Cumhuriyet Halk Partisi, İYİ Parti, Demokrasi ve Atılım Partisi, Saadet Partisi, Gelecek Partisi, Demokrat Parti’den oluşan ana muhalefet ittifakının, ortak cumhurbaşkanı adayı olarak CHP Genel Başkanı Kemal Kılıçdaroğlu’ nu göstermesi, bu konudaki anlaşmazlığın kısa sürede aşılması, Türkiye için umutların yeniden yeşermesine neden oldu.
Güncel olağanüstü koşullar dikkate alındığında, bundan sonra yapılması gereken şey, yalnızca “6’lı Masanın” değil, muhalefetin bir bütün olarak, seçimin ilk turunda, Kılıçdaroğlu’na destek vermesi, adaylık tartışmalarına son vermesidir.
Bunun gerçekleşmesi için Kılıçdaroğlu’nun da “6’lı Masanın” dışındaki partilerle yapıcı bir iletişim kurması, bu partilerin de, “6’lı Masanın” kabul edemeyeceği önkoşulları öne sürmemeleri gerekmektedir.
Halkların Demokratik Partisi, Türkiye İşçi Partisi, Memleket Partisi, Zafer Partisi, Demokratik Sol Parti, Emek Partisi, Sol Parti, Türkiye Komünist Hareketi, Türkiye Komünist Partisi bu partilerin arasında yer almaktadır.

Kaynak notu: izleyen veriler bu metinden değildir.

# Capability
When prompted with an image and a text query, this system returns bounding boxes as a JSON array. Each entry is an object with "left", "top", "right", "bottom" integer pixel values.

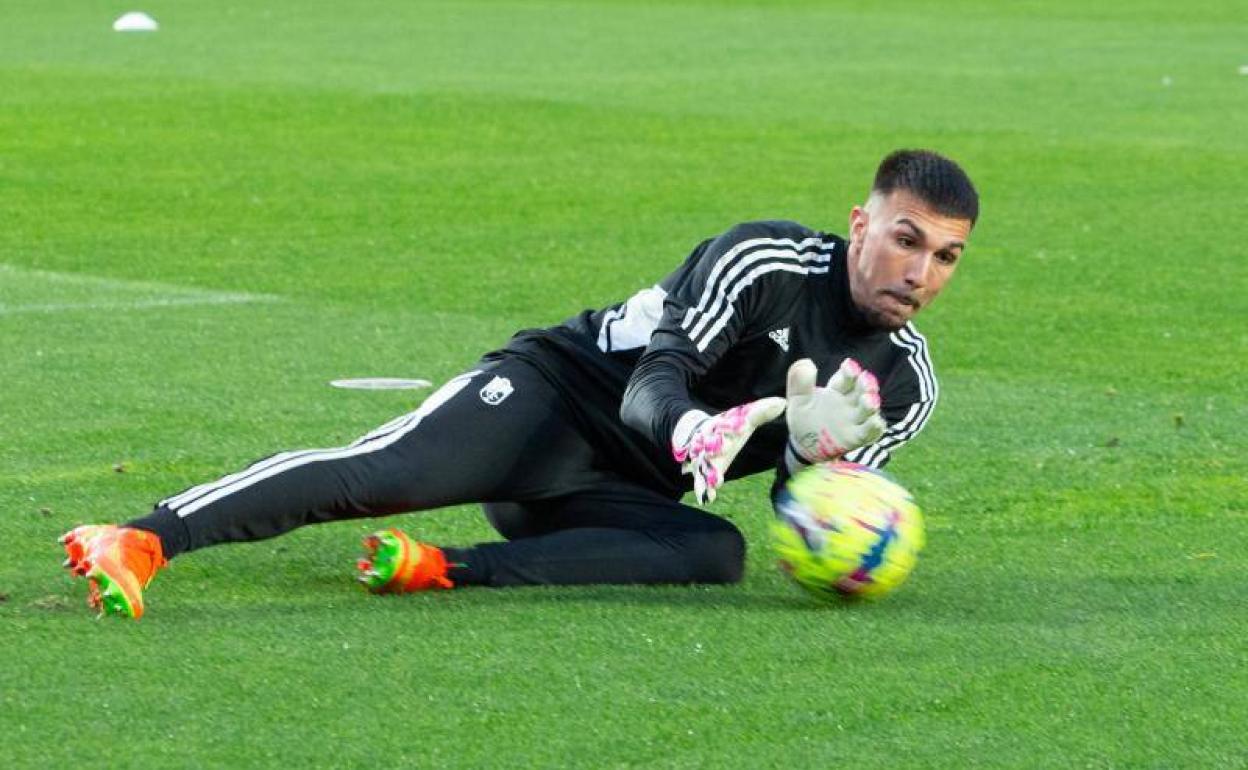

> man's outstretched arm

[{"left": 619, "top": 222, "right": 818, "bottom": 502}]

Yaklaşık %10 oyu olan HDP bu süreçte kilit parti konumundadır. Ancak öbür partilerin de toplam oyunun yaklaşık % 7 oranında olduğu unutulmamalıdır. Bu oyun büyük çoğunluğu, Türkiye İşçi Partisi, Memleket Partisi ve Zafer Partisi’nin oylarından oluşmaktadır.
CHP’nin, toplam oyu %7’yi geçmeyen Saadet Partisi, Demokrasi ve Atılım Partisi, Gelecek Partisi, Demokrat Parti ile resmen ittifak kurarken, yaklaşık olarak aynı oranda oyu olan öbür muhalefet partileriyle, en azından sandıkta bir ittifak içine girmemesi, halka açıklanabilecek bir durum değildir.
Öte yanda, HDP’nin ve kimi sosyalist partilerin, daha önce Kılıçdaroğlu’nun olası adaylığı konusundaki açıklamalarıyla çelişmemeleri ve samimiyetlerini (içtenliklerini) kanıtlamaları için, 1. turda kendi adaylarını çıkarmamalarının ve Kılıçdaroğlu’na destek vermelerinin gerekli olduğu açıktır.
***
Siyasette ne yazık ki, her zaman ideal bir cumhurbaşkanı veya başbakan adayını bulmak olanaklı değildir. Ayrıca her siyasetçinin eleştirilebilecek yönleri vardır. Aynı durum Kılıçdaroğlu için de geçerlidir.
- Bugünkü aşamada önemli olan, Kılıçdaroğlu’nun AKP Genel Başkanı Recep Tayyip Erdoğan’dan daha üstün ve çok daha iyi niteliklere sahip olduğu gerçeğidir.
Kılıçdaroğlu’nun, yolsuzluklar konusundaki duyarlığı, çalışkanlığı ve mütevaziliği (alçakgönülülüğü) en önemli özellikleri arasında yer almaktadır.
Ancak daha da önemli olan şudur:
Türkiye, Cumhuriyetin kuruluşunun yüzüncü yılında,
teokratik bir diktatörlük ile demokratik adımların atılacağı
bir yönetim arasında seçim yapacaktır.
Yargı bağımsızlığının; yasama, yürütme, yargı arasındaki güçler ayrılığının; düşünceyi ifade, yayın, medya, örgütlenme özgürlüğünün sağlanması; parlamenter sisteme yeniden geçilmesi; TBMM’nin yetkilerine kavuşması; başlı başına demokratik bir reformdur ve gelecekte daha ileri reformların yolunu açacaktır.
***
Öte yandan, CHP’nin milletvekili adaylarını önseçim yerine merkez yoklamasıyla belirleme kararı yanlış olmuştur.
CHP’nin kendi tabanındaki çalkantıları önlemek için, partinin kurumsal kimliğine, ideolojisine ve laikliğe sahip çıkan parti üyelerini milletvekili listelerinde seçilebilecek yerlere yerleştirmesi, öbür partilere oy oranlarıyla orantısız sayıda milletvekili kontenjanı vermemesi, tepkilerin asgari (en az) düzeye çekilmesini sağlayacaktır.